Marketin yanında dördümüz beklemeye başladık. Ben geleceğinden pek ümitli değildim. Ama yinede bekliyordum işte.
Diğerleri mermerin önünde beklerken ara sokağa girdim. Etrafa bakınırken arkamdan bir ses duydum. Hızla arkama döndüm ve onu gördüm. Sessizce konuştu.
"Hepsi biliyor mu?"
Başımı salladım.
Yürümeye başlayınca bende arkasından gittim. Bizimkilerin yanına vardığımızda bakışlarını bize yönelttiler. Şaşkın görünüyorlardı. Roseanne direkt konuya girdi.
"Sen kimsin?"
-
Bana anlattıklarını kısaca onlara da anlatmıştı. Hepimize eski isimlerimizle hitap etmişti. Şimdi bir parkta oturuyorduk. Jisoo'nun sorusuyla kısa bir sessizlik oluştu.

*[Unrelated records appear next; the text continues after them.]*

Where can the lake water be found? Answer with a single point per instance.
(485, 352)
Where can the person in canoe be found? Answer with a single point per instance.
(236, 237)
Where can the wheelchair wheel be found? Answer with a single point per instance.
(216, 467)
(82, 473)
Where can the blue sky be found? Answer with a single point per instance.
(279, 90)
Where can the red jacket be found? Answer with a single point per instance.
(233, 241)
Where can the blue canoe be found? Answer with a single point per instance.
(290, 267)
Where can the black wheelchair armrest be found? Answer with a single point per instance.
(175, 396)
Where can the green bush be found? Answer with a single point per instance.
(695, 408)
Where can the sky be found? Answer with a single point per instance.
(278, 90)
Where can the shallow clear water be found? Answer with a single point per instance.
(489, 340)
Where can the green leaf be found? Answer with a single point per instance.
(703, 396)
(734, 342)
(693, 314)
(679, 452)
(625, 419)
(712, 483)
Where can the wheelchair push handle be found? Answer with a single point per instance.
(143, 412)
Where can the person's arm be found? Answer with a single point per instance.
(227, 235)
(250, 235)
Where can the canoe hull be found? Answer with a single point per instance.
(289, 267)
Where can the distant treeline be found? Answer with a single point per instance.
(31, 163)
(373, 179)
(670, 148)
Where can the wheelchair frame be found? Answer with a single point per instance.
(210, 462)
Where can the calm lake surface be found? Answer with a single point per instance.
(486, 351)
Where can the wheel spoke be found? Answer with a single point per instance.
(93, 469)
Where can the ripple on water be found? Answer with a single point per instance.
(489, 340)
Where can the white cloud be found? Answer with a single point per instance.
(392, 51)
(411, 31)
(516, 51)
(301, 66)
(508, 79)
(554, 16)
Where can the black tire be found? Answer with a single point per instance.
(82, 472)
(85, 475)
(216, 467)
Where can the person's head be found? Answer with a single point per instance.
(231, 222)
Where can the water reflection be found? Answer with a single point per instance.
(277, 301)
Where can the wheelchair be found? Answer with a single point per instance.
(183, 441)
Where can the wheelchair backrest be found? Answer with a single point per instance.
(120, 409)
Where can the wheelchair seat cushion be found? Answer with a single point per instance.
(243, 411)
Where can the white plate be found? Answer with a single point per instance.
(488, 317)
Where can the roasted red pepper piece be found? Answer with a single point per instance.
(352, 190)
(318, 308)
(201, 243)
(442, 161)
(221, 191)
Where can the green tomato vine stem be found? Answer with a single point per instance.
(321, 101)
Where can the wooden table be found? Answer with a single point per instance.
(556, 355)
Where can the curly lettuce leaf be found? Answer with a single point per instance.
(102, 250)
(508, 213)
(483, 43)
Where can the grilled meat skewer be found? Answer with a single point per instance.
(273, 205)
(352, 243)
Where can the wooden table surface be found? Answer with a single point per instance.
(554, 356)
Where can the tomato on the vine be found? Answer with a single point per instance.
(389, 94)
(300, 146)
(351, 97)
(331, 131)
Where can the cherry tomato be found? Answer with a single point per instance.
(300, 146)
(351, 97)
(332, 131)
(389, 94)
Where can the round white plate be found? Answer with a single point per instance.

"Geçmişimizin bize bir zararı olur mu?"
Biraz düşündü.
"Emin değilim. Bunu hakkında size fazla bilgi veremem. Ama siz yinede çok fazla kurcalamayın. Benim anlattıklarım kadarını bilin, yeter."
Jisoo düşünceli görünüyordu. Lalisa konuştu.
"Peki ben neden böyle birşey yaptım?"
"Orasını bende bilmiyorum. Sonuçta o zamanlar bende bir insandım ve diğerlerinin bildiği kadar şey biliyordum."
"Ama bana bizi hep izlediğini söyledin. Daha fazla şey biliyor olman lazım."
"Sana ilk hayatını hatırlamaya başladığından beri izlediğimi söylemiştim, Prenses Jennie."
Ayağa kalktı.
"Benim gitme zamanım geldi. Size iyi eğlenceler."
Hızlı adımlarla ara sokağa girdi.
Lalisa konuştu.
"Bana birşeyler saçma gelmeye başladı."
Roseanne ona katıldı.
"Bana da."
Jisoo sessizdi. Yanına gittim.
"Konuşalım mı?"
Başını salladı.
Diğerlerinden biraz uzaklaştık.
"Bir sorun mu var?"
"Sence de yok mu? İçine düştüğümüz duruma bak."
"Başka birşey mi var?"
Biraz durdu. Yüz ifadesinde bir değişiklik olmadı.
"Ben birşey daha gördüm."
"Ne gördün?"
"Seni gördüm, yüzünde...kanlar vardı."